There are some limitations to the study. First, the study sample size is small and had a wide age range distribution. Another limitation, due to technical reasons, we were not able to analyze the serum levels of TAS, TOS, and OSI for all children. Also, for ethical concerns we did not include a control group without previous urinary tract infection. Our study group was free of infection for at least six months but the previous infection itself may have influenced renal tubular function and possible confounding if DMSA showed renal scarring, which may reflect kidney fibrosis and/or altered cellular structure/metabolism. Other limitations were; we did not directly quantify the radiation dosage from the DMSA scan and lack of study of other potential imaging studies that might cause similar oxidative stress injury or DNA damage, like CT scans.  Lastly, we did not determine the exact time of the recovery of DNA damage and study the effect of repetitive DMSA scans.

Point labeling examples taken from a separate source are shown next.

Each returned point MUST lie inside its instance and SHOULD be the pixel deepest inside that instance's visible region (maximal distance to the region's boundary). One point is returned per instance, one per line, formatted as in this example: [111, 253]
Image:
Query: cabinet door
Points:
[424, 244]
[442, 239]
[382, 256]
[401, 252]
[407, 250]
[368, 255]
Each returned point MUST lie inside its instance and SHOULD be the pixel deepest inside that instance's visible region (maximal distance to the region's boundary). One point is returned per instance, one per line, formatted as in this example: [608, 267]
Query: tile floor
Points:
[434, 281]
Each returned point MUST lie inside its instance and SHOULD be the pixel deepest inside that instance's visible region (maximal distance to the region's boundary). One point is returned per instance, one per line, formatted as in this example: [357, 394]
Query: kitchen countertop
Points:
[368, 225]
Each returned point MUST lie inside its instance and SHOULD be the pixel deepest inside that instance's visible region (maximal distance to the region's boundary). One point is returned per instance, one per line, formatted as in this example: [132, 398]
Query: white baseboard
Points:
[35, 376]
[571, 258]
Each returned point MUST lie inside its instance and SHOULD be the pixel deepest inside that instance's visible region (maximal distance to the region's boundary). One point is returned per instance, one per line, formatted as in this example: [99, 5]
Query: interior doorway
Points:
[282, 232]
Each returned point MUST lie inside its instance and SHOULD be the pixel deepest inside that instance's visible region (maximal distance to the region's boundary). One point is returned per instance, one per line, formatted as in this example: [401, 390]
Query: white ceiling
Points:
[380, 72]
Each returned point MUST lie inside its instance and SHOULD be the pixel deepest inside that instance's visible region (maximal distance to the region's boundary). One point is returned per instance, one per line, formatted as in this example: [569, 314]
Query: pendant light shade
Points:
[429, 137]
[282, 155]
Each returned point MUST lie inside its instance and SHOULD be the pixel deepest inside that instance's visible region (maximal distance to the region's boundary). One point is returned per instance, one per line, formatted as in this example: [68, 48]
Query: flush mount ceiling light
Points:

In conclusion, the mononuclear leukocyte DNA damage has increased just after the administration of Tc-99m DMSA radiopharmaceutical in children and normalized after one week. This finding suggest that DNA damage caused by radiopharmaceuticals are reversible. However, this does not exclude smaller permanent changes, which may be demonstrated by other techniques. DMSA scan was not associated with an increased oxidative stress or renal tubular damage in this study. Further researches with larger sample sizes are warranted in the future.